Why fall prevention for children is so important:
- Each year, about 2.8 million children visit an emergency department for injuries from a fall.
- Falls are the leading cause of traumatic brain injury, especially among young children.
- Falls account for over 50 percent of nonfatal injuries in children less than 1 year old.
- More than 80 percent of fall injuries occur at home.
- The risk for a fall-related injury at home is double that at a childcare facility.
- Every year, over 3,000 children younger than 5 suffer injuries due to a fall from a window.
- More than 200,000 children aged 14 and younger are treated in emergency departments every year for playground-related injuries. Of these, over 20,000 suffer traumatic brain injuries.
COMMON REASONS FOR FALLS
- Child’s physical development, such as learning to walk
- Products, such as baby carriers, high chairs and changing tables, not meeting or used according to consumer recommendations
- Poorly maintained playground equipment or inappropriate surfacing
- Hazardous environments
- Inadequate supervision
- Playing at heights, such as stairs, balconies and age-inappropriate playground equipment
- Unsecured furniture
Thankfully, many falls can be prevented, and parents and caregivers can play a key role in protecting children. By taking safety precautions such as those listed below, whether you’re at home or out to play, you can help to prevent your busy, active child from taking a dangerous tumble. And remember, supervision, especially for young children, is key.
- Properly install window guards.
- Keep windows locked and closed when not in use.
- If your windows open from top and bottom, only open from the top.
- Keep furniture away from windows.
- Visit playgrounds with shock-absorbing surfaces, such as rubber or sand, that provide for a more cushioned landing than grass or concrete.
- Read playground signs and use age-appropriate equipment for your child.
- Be aware of other fall risks in play area, such as rocks or tree roots.
- Contact the organization responsible for playground to address safety hazards.
- Use approved safety gates at tops and bottoms of stairs for babies and small children.
- Read the manufacturer’s instructions and warning labels.
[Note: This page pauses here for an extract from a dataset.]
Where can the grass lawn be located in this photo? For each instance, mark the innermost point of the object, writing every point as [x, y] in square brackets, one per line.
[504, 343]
Not all gates are safe for use at the top of stairs.
- Hold your child’s hand when going up and down stairs.
- Use mounts, brackets, braces, anchors or wall straps to secure furniture and televisions.
- Never let your child climb on furniture or use drawers or shelves as steps.
- Make sure your child is wearing a properly sized helmet when participating in activities such as biking, skateboarding, rollerblading, etc.
- Make sure your child wears appropriate protective gear for sports and play, including wrist guards, knee and elbow pads, and a helmet.
- Ensure that walkway areas are clutter-free and well-lit.
- Make sure babies and young children are strapped in to high chairs, infant carriers, swings and strollers.
- If your baby is in a carrier, never place carrier on top of a table or other furniture. Rather, place carrier on the floor.
- Be cautious when your child is learning to walk. Stay close by and keep them away from stairs, hot appliances or cords.
- Use nonslip rugs, and mats or decals in the bathtub.
- Avoid play on high porches, decks, stairs and balconies.
- Always secure your child with harness or safety belt in a shopping cart and never leave child unattended.
- Talk to your child about expected and safe behaviors.